DEM director: Passing environmental bonds vital
State Department of Environmental Management Director Janet Coit recently praised Rhode Island voters for their commitment to investing in clean water, green space and Narragansett Bay restoration by approving the two environmental bond issues on this year’s statewide ballot.
“By overwhelmingly supporting Questions 5 and 6, Rhode Islanders in every city and town across our beautiful state are helping to promote healthier communities and a healthier economy,” said Coit.
The two ballot questions were approved by 70 percent of Rhode Island voters and provide muchneeded funding for clean-water investments, in addition to greenspace preservation and recreation development.
Question 5 will provide $20 million to the state’s Clean Water Finance Agency for wastewater and drinking water system upgrades across the state that will help ensure cleaner beaches and bays, more productive fisheries, and healthier communities. Construction of drinking water infrastructure projects and wastewater treatment plant upgrades will put people to work as well as bring clean water to our homes and preserve our rivers and bays.

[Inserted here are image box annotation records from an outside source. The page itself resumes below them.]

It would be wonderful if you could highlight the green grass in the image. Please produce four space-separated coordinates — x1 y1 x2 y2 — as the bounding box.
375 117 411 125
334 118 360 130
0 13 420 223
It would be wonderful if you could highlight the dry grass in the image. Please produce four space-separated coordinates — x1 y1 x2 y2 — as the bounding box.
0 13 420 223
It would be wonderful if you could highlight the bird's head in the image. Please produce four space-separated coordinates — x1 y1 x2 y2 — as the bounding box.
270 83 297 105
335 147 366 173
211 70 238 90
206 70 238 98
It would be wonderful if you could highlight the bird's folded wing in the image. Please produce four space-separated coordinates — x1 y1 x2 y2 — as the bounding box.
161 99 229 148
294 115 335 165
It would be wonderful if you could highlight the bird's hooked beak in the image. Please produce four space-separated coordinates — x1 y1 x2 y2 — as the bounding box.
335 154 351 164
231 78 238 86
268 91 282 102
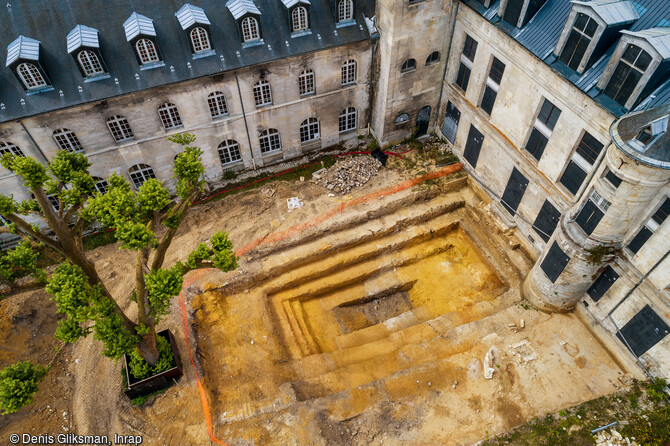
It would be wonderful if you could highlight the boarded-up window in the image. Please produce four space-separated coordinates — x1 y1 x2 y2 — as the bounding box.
463 125 484 167
575 198 605 235
617 305 670 357
587 266 619 302
533 200 561 242
442 101 461 144
540 242 570 283
502 167 528 216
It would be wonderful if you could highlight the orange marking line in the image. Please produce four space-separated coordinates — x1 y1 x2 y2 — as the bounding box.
235 163 463 257
179 163 463 446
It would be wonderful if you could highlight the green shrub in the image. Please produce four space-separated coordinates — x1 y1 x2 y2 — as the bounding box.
0 361 47 415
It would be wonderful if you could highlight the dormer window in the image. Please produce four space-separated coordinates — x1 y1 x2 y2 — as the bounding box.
16 63 47 90
281 0 310 37
67 25 109 82
498 0 547 28
6 36 53 94
226 0 263 46
597 26 670 112
337 0 354 25
291 6 309 33
604 44 651 106
242 17 261 42
123 12 165 70
558 12 598 71
175 3 216 58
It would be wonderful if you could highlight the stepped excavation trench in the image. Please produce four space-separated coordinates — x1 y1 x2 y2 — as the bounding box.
191 178 636 445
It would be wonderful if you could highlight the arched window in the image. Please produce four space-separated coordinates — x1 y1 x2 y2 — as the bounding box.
191 27 212 53
77 50 105 77
395 113 409 124
254 81 272 107
298 70 315 96
342 59 356 85
337 0 354 22
219 139 242 165
426 51 440 65
107 115 133 142
0 141 25 157
16 63 47 89
207 91 228 118
258 129 281 153
340 107 358 133
400 59 416 71
242 17 261 42
300 118 321 142
158 102 181 130
291 6 309 32
135 39 160 65
128 164 156 189
92 177 109 194
603 44 652 106
53 129 84 153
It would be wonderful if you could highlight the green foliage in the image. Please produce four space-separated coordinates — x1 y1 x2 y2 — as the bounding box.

Question 6 will provide $20 million to DEM to restore Narragansett
Bay and its watershed, and to provide grants for farmland, local recreation and open space. Over the years, DEM’s grant programs have resulted in the protection of hundreds of worthwhile projects – places used by residents and tourists for outdoor recreation – and contributed to the economic health of the state. Tourism is a $5.2 billion industry, making it the fourth largest economic engine for Rhode Island and a key job generator. It supports more than 41,000 jobs in the state.
According to Coit, Rhode Island’s natural resources continue to be powerful drivers for economic development and tourism. The natural assets play a big role in the state’s tourist economy by providing opportunities for the public to camp, fish, hunt and hike, and at the same time bring revenue to the local economy. Residents and tourists spend over $378 million annually in Rhode Island on trip and equipment-related expenditures for fishing, hunting and wildlife watching activities.
Rhode Island’s farms are important small businesses that contribute to the health of our economy, Coit pointed out. Agriculture provides numerous benefits to the state’s economy, quality of life, open space and access to local foods and horticultural products. In fact, as a recent University of Rhode Island study pointed out, the 2,500 green industry businesses in the state sustain 12,300 jobs and contribute $1.7 billion annually to the state’s economy.
“By voting ‘yes’ for the environmental bonds, Rhode Islanders have given us the green light to continue to preserve and protect our state’s unparalleled natural beauty and water resources for generations to come,” Coit said.